Of course, we’ve been here before, so it’s tempting to wonder what, if anything, we have learned? There’s always a lot said on these occasions, much of it generating more heat than light. There are those who blame the government cuts, and those who blame the tragic shooting of Mark Duggan, and then there’s the question of poverty and lack of opportunity. All of these are important issues, and they are rightly discussed and demonstrated about – that’s one of the great privileges of living in our democracy.

However, let me be clear – if controversial: This current spate of riots has nothing to do with any of those factors. They are the simple result of criminal behaviour, which has seen gangs of criminals capitalising on a ‘strength in numbers’ opportunity to line their own pockets and get a free update on clothing and household goods. It is a simple case of willful, random destruction and looting that has become increasingly orchestrated. In every case of a crime committed, it is the result of a conscious choice of behaviour by the perpetrator – which will result in punishment through the due process of law when they are caught.

It’s what happens when all respect for law and order, and community, and work, has been replaced by unadulterated selfishness and greed. It is tragic for those people who have lost their homes and their livelihood. And this can happen on a smaller, less dramatic scale in organisations too.
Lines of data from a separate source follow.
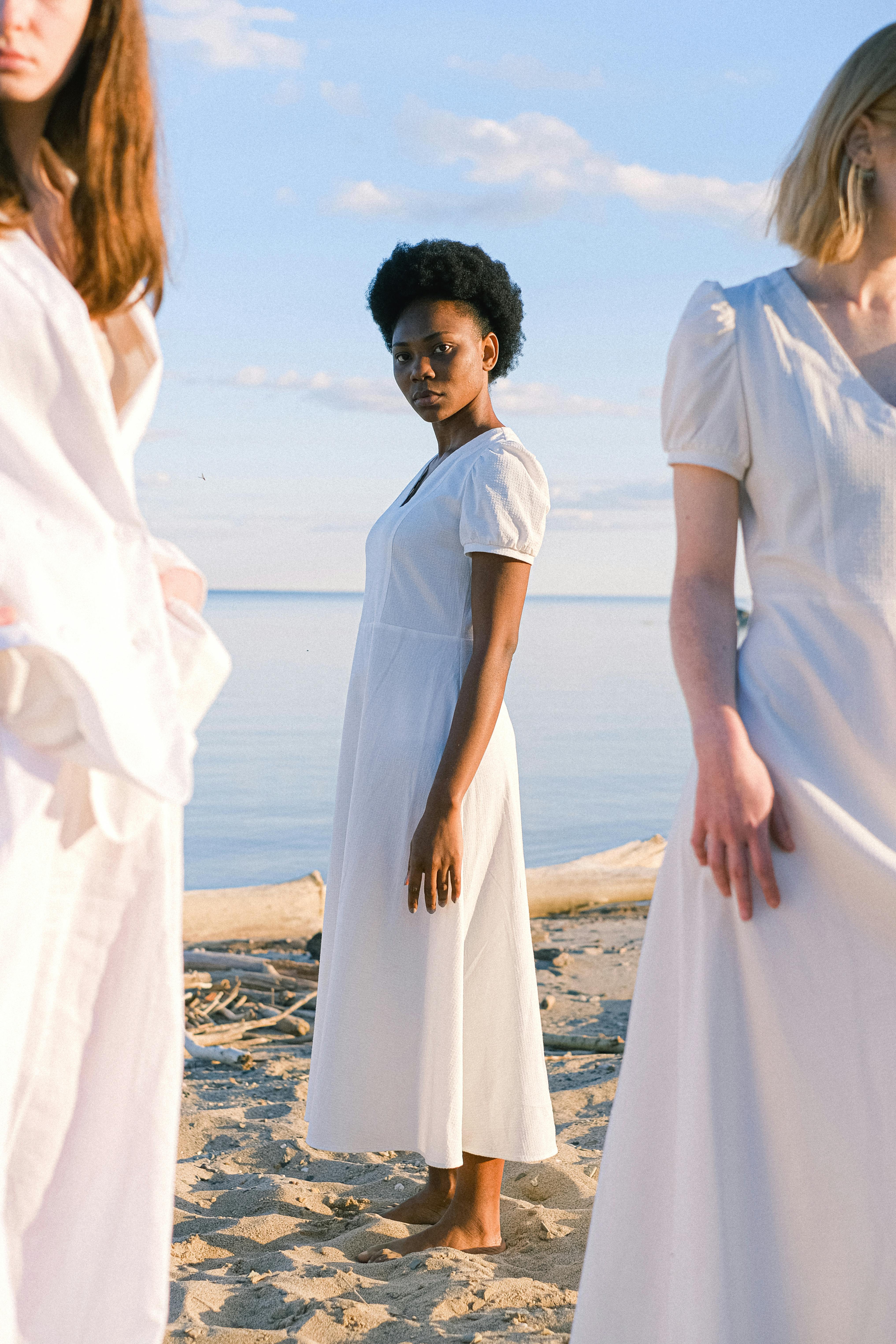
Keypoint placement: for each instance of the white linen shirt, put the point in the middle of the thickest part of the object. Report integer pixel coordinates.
(96, 669)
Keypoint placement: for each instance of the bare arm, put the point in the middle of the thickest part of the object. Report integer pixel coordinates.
(737, 812)
(437, 849)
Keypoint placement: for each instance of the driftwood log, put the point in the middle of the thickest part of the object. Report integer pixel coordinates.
(593, 1045)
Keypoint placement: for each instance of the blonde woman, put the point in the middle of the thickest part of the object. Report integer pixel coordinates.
(749, 1182)
(105, 669)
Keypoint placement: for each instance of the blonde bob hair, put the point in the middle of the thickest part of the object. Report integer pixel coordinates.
(824, 199)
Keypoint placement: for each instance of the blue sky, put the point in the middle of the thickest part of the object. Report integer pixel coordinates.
(613, 159)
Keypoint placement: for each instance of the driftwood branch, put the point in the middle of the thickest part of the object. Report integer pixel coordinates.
(593, 1045)
(215, 1053)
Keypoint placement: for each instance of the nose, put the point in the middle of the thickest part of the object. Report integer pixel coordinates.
(422, 369)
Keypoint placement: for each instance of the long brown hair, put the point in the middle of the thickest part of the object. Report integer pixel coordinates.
(103, 126)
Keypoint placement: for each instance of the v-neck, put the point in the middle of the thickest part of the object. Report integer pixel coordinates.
(836, 345)
(414, 491)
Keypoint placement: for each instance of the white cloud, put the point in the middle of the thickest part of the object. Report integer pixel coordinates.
(527, 73)
(252, 377)
(547, 400)
(346, 99)
(363, 198)
(631, 506)
(287, 93)
(382, 394)
(355, 394)
(534, 165)
(226, 33)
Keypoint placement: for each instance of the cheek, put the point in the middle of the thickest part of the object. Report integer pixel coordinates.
(61, 29)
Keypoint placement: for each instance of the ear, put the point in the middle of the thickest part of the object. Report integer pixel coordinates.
(859, 144)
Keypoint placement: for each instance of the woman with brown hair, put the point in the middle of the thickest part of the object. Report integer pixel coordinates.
(749, 1181)
(105, 670)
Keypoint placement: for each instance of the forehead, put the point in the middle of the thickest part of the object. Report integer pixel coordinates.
(425, 316)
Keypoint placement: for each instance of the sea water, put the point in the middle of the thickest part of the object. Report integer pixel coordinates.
(601, 729)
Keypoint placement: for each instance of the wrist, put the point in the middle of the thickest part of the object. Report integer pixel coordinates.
(443, 799)
(718, 732)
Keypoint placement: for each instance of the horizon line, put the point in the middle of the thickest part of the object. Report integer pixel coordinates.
(532, 597)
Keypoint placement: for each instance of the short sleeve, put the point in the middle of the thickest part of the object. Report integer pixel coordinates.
(705, 417)
(506, 504)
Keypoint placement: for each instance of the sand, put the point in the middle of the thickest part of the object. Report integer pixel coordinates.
(267, 1230)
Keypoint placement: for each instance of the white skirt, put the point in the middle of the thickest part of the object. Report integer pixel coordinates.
(749, 1181)
(92, 1010)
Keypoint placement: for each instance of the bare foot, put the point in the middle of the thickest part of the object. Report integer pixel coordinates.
(425, 1206)
(461, 1232)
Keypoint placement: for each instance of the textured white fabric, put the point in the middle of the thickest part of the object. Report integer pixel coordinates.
(77, 554)
(100, 693)
(428, 1034)
(749, 1181)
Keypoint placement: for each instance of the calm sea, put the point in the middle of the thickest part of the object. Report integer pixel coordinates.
(601, 728)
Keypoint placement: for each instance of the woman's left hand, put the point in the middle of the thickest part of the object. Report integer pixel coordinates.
(437, 851)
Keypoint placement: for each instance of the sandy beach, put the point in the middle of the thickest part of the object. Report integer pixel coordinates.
(267, 1230)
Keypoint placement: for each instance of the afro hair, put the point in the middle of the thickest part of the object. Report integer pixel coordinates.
(440, 268)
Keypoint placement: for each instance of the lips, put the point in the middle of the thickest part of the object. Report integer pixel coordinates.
(14, 60)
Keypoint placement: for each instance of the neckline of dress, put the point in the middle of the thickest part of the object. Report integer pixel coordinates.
(418, 483)
(836, 346)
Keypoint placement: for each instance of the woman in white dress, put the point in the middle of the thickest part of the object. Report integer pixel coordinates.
(105, 670)
(749, 1182)
(428, 1034)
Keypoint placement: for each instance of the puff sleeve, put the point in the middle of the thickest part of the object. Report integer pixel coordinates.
(506, 504)
(705, 417)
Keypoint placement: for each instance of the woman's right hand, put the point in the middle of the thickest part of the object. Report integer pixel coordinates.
(737, 814)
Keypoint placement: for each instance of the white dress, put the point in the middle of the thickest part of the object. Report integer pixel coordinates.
(100, 691)
(749, 1185)
(428, 1034)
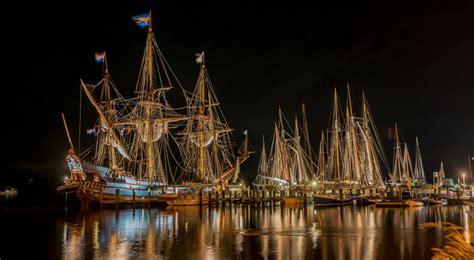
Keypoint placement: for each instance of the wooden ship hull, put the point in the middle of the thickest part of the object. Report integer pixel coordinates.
(330, 200)
(188, 200)
(291, 200)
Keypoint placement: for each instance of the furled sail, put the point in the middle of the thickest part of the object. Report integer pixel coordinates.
(116, 141)
(158, 129)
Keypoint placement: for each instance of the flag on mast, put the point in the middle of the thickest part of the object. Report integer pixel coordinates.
(199, 57)
(142, 20)
(91, 132)
(99, 57)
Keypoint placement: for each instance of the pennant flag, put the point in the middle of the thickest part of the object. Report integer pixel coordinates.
(91, 132)
(199, 57)
(142, 20)
(99, 57)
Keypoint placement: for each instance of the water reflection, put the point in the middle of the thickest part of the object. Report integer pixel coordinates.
(243, 232)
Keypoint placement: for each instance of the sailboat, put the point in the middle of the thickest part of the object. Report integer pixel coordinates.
(419, 172)
(288, 167)
(130, 162)
(336, 179)
(136, 156)
(210, 162)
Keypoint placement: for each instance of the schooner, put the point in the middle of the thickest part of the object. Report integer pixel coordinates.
(141, 152)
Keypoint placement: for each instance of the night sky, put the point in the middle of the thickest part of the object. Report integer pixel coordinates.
(415, 64)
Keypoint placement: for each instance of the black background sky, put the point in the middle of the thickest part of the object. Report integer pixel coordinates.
(414, 62)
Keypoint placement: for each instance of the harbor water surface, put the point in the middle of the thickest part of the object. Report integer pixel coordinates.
(227, 232)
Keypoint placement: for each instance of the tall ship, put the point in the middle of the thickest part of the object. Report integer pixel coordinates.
(288, 167)
(145, 149)
(352, 157)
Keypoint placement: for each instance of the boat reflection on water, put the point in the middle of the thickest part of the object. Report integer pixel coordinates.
(272, 232)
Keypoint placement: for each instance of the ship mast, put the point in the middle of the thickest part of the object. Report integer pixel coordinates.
(397, 159)
(335, 141)
(108, 109)
(355, 148)
(322, 162)
(419, 172)
(202, 97)
(67, 132)
(148, 117)
(307, 143)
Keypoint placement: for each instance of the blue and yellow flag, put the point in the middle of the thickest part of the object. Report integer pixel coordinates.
(142, 20)
(99, 57)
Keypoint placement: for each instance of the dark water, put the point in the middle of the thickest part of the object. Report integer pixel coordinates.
(237, 232)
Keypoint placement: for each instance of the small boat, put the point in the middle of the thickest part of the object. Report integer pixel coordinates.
(413, 203)
(390, 204)
(188, 200)
(8, 192)
(437, 202)
(370, 199)
(330, 200)
(290, 200)
(468, 203)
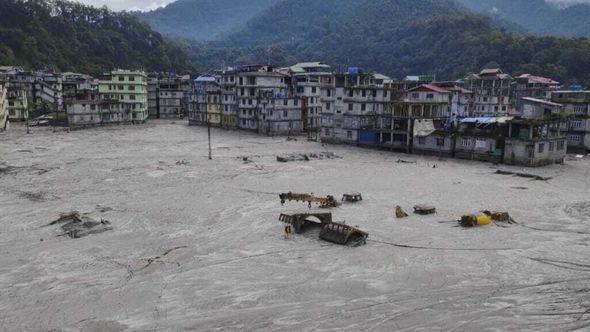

When employee’s lose respect for their colleagues, their managers and their company, their behaviour changes to reflect their ‘mood’. They become disengaged; performance drops and conflict often increases. Happily, this doesn’t generally tend to result in riots in the workplace! But it’s equally destructive, albeit in a different way. In the early stages it will only be evident to those close to it, but ultimately, it will become evident for all to see – including customers and shareholders.

So what can be done?

As with any situation where there is disaffection, questions must be asked to identify causes. But let’s not forget that every employee’s behaviour is their own conscious choice, and therefore their own responsibility. When that behaviour is positive and constructive, it should be rewarded; when it is destructive and damaging to the business performance, that behaviour must be challenged – constructively, but robustly.

Imagine how much your business’ performance could be increased if there was a culture of challenge, to help everyone maximise their contribution and engagement!

Finally – it’s probably worth mentioning that the views expressed here are my own, and don’t necessarily reflect the views of others from Emenex!